Fires part of natural cycle

Written by Tribune Staff

Driving through Yellowstone late Sunday, the monstrous smoke cloud from the Gunbarrel Fire on the North Fork loomed large on the horizon.
An update from the Interagency Fire Use Management Teams at mid-day said the fire had grown to about 22,000 acres — from a little over 1,000 acres a week ago.
Believe it or not, that's good news.
People who spend much time on the North Fork have seen the ugly destruction wrought by bark beetles over the last number of years.
Entomologists say the beetles have been aided in their rampage by several circumstances, including drought and warmer temperatures over the past few years. The North Fork corridor has been hit especially hard — the once-green mountainsides turned rusty red as trees died, and finally, the gray of dead pines dominated miles of forest land.
Firefighters are working hard and managing the Gunbarrel to the extent that it affects structures and highways on the North Fork; otherwise, they're letting it “do its thing.” And that's just what Mother Nature intended.

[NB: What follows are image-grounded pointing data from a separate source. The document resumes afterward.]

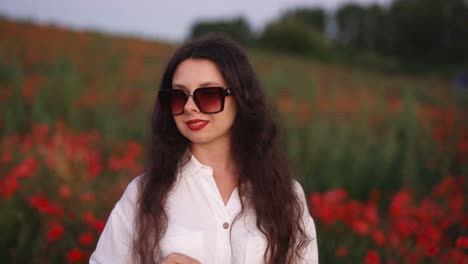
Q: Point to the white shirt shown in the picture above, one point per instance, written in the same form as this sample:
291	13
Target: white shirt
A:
199	224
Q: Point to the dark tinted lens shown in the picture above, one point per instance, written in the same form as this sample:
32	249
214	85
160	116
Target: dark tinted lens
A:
178	100
209	99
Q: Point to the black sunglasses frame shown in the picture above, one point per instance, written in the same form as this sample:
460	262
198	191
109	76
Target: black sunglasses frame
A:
167	93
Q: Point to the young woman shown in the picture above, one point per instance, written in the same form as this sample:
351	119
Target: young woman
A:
217	187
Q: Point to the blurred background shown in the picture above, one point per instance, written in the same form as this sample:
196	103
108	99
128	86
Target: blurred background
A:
372	96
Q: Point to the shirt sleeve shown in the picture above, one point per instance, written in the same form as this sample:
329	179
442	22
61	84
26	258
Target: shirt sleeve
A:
311	252
115	242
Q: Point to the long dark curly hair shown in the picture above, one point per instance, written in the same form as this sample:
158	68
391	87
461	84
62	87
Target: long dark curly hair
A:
265	178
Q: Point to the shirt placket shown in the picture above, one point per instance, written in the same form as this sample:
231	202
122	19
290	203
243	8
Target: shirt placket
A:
222	252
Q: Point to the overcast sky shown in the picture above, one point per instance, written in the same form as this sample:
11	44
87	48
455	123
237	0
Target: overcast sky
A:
166	20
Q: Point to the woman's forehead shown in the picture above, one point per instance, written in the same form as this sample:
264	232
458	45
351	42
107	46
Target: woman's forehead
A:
196	73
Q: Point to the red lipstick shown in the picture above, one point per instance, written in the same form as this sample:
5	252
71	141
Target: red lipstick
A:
196	124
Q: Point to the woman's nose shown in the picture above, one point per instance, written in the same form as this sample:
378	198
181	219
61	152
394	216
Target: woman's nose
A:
190	105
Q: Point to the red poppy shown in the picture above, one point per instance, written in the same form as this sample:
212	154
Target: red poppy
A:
55	232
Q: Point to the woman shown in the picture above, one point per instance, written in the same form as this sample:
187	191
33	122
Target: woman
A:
217	187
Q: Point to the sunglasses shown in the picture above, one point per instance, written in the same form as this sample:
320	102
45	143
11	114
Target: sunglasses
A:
209	100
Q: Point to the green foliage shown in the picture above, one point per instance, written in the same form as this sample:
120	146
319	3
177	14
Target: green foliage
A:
418	32
313	17
236	28
295	37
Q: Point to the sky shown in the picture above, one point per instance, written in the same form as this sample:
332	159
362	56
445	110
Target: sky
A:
168	20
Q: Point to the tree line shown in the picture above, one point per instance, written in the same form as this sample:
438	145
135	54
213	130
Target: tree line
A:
406	32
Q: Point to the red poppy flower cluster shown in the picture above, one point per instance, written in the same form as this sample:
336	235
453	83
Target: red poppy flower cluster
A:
69	163
431	229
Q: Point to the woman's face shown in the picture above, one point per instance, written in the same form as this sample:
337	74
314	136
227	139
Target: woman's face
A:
198	127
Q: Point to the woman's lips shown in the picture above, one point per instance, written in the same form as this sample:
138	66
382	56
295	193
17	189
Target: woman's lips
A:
196	124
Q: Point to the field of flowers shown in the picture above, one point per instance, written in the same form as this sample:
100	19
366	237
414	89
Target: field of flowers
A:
383	158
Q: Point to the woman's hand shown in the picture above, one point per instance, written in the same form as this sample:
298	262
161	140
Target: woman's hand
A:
176	258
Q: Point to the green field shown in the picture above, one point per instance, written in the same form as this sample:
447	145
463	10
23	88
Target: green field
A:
379	154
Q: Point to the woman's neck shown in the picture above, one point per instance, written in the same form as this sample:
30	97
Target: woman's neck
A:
218	157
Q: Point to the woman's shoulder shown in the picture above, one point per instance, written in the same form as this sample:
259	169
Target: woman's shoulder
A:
130	194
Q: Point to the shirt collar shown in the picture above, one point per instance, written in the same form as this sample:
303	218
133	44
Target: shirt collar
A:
193	166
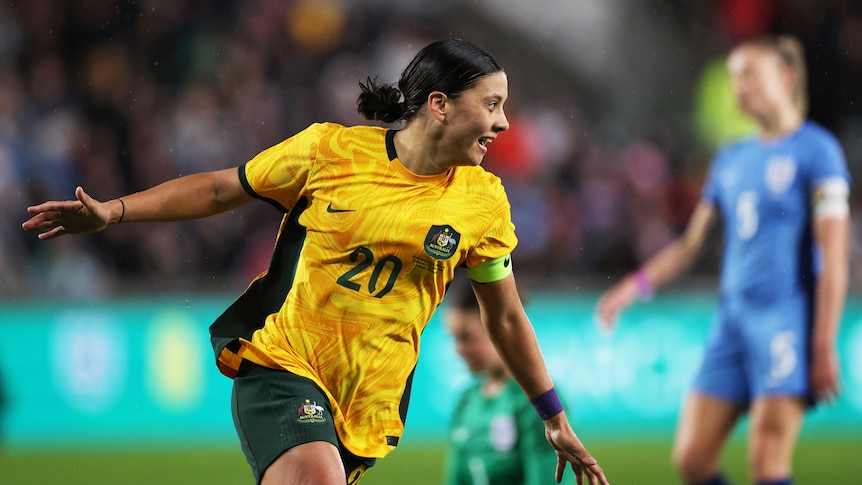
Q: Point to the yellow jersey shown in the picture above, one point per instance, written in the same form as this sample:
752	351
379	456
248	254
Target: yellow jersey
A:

The 1988 fires in Yellowstone were hard for people to stomach. Some feared that the fires burned so hot the land would never recover. But the Sunday drive along Yellowstone's highways provided a vivid and constant reminder that the places worst scorched 20 years ago are now healthy, lively forests — something not seen on the North Fork for a long time.
As forest officials continue their “let it burn” policy today, the smoke clouding the Basin may be unpleasant, but the long-term benefits of the Gunbarrel Fire, and possibly others, will be significant and welcome.